Zwei Monate später konnte die definitive Obturation erfolgen. Da der Kanal nun trocken war, konnte die Dentinbrücke im apikalen Bereich unter Sicht entfernt werden (Abb. 3). Das Mineral Trioxid Aggregat (MTA, Medcem) wurde frisch mit steriler Kochsalzlösung angemischt und mithilfe einer MTA-Gun (MAP-System, Produits Dentaires) sowie individuell angepassten Guttaperchastiften in den gekrümmten Kanalabschnitt eingebracht. Die größte technische Herausforderung bestand im Einbringen eines dichten apikalen MTA-Verschlusses hinter der Kurvatur (Abb. 4). Nachdem dieser Verschluss gesetzt war, wurde der restliche Kanal mit einem Epoxidharz-Sealer (AH Plus, Dentsply Sirona) und erwärmter Guttapercha mittels warm-vertikaler Kompaktion gefüllt und der Zugang adhäsiv verschlossen (Abb. 5).
Kontrollaufnahmen nach drei, sechs, neun, zwölf und 24 Monaten zeigten eine fortschreitende knöcherne Heilung (Abb. 6–10). Die Patientin war beschwerdefrei und zeigte sich mit dem Ergebnis sehr zufrieden. Radiologisch war eine deutliche Rückbildung der Läsion erkennbar, wenngleich eine geringe apikale Aufhellung persistierte. Weitere Verlaufskontrollen wurden empfohlen.
Schlussfolgerung
Die Verwendung der NaOCl/Dual Rinse® HEDP-Lösung als alleinige Spüllösung bietet deutliche Vorteile in der endodontischen Therapie. Ihre kombinierte gewebsauflösende, desinfizierende und entkalkende Wirkung erlaubt ein effizientes „Clean-as-you-go“-Konzept, ohne dass ergänzende Spülprotokolle (z. B. mit EDTA) erforderlich sind.9–13 Dies ist insbesondere bei offenem Apex von Vorteil, da EDTA durch seine kalziumbindende Eigenschaft eine verstärkte Blutungsneigung hervorrufen kann.14 Gleichzeitig wird die Dentinoberfläche sanft konditioniert und schafft optimale Bedingungen für eine dichte Obturation unabhängig vom verwendeten Sealer.9, 11, 12
Das eingesetzte MTA (Medcem) gehört zur zweiten Generation der Portlandzement-basierten Materialien. Es zeichnet sich verglichen mit älteren Materialien durch eine feinere Partikelgröße und Zirkoniumoxid als Röntgenkontrastmittel aus, wodurch die für Bismutoxid bekannten Verfärbungen vermieden werden können.15 Dieses Produkt ist zudem auch ohne Röntgenopaker als reiner Portlandzement (Pure Portland Cement, Medcem) erhältlich.

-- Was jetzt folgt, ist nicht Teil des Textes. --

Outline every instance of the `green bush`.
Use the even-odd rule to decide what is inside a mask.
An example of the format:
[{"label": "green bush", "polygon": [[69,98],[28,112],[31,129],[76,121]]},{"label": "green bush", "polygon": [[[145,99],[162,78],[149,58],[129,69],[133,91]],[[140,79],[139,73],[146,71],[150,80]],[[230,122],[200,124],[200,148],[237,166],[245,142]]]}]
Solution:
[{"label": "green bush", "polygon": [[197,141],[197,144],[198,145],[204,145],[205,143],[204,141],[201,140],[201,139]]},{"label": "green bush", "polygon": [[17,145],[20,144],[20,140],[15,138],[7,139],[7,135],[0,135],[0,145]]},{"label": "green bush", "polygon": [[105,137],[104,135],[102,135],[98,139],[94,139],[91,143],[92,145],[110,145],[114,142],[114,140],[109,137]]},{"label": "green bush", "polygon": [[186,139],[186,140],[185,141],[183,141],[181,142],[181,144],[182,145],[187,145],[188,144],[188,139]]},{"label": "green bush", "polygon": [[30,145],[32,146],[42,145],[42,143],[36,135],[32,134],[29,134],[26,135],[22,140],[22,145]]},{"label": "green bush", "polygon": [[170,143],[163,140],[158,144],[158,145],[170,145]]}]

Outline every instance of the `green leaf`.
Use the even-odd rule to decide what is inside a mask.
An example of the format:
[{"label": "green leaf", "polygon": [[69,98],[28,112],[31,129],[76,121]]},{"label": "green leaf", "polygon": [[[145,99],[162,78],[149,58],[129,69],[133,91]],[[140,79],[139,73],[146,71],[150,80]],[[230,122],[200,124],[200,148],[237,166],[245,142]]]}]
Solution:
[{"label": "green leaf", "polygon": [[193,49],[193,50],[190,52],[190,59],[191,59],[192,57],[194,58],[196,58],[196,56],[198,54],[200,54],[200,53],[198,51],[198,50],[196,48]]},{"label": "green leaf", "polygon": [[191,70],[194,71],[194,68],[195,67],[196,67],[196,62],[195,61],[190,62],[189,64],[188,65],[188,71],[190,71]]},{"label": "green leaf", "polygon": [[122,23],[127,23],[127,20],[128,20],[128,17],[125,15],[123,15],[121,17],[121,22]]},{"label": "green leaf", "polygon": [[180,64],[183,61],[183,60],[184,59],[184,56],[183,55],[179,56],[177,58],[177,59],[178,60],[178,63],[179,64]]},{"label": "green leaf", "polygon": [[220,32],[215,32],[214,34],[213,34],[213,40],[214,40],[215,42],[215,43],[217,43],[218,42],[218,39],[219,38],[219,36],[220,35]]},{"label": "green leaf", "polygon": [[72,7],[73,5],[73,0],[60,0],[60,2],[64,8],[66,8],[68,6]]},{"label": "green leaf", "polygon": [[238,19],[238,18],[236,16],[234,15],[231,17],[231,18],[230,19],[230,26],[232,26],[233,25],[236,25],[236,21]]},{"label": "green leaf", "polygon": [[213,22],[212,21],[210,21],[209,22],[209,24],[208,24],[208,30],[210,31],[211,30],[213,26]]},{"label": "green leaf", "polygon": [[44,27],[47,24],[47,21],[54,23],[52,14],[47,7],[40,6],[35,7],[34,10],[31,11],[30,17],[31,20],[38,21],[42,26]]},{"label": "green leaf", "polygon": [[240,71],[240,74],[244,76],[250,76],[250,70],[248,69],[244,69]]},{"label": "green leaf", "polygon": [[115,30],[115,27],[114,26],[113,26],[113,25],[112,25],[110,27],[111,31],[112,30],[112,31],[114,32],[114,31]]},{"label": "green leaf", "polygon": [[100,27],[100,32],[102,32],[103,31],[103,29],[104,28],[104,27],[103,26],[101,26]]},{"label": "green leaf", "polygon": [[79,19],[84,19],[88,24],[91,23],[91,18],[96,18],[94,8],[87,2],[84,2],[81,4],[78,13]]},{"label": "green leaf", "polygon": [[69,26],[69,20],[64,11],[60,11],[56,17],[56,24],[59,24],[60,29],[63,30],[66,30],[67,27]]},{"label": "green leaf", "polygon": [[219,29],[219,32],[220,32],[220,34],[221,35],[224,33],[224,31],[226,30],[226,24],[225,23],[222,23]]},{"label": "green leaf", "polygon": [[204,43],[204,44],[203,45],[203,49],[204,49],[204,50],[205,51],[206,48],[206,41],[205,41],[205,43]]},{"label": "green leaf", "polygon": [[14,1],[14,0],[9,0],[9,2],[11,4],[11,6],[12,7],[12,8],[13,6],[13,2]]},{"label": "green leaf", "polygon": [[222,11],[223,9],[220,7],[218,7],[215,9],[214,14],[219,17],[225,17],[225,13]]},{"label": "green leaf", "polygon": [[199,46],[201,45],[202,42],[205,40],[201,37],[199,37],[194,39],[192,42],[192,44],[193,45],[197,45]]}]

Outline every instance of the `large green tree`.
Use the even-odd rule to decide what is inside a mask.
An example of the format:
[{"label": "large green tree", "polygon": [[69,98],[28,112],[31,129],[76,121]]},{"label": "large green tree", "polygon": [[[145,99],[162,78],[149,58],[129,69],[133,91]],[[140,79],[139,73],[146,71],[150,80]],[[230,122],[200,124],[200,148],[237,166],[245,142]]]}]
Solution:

Der vorliegende Fall zeigt, dass selbst ausgedehnte apikale Läsionen erfolgreich orthograd behandelt werden können. Entscheidend hierfür sind eine strukturierte Vorgehensweise, eine ausreichende Spülung und Desinfektion des Kanals und ein dichter apikaler Verschluss mit biokompatiblen Materialien.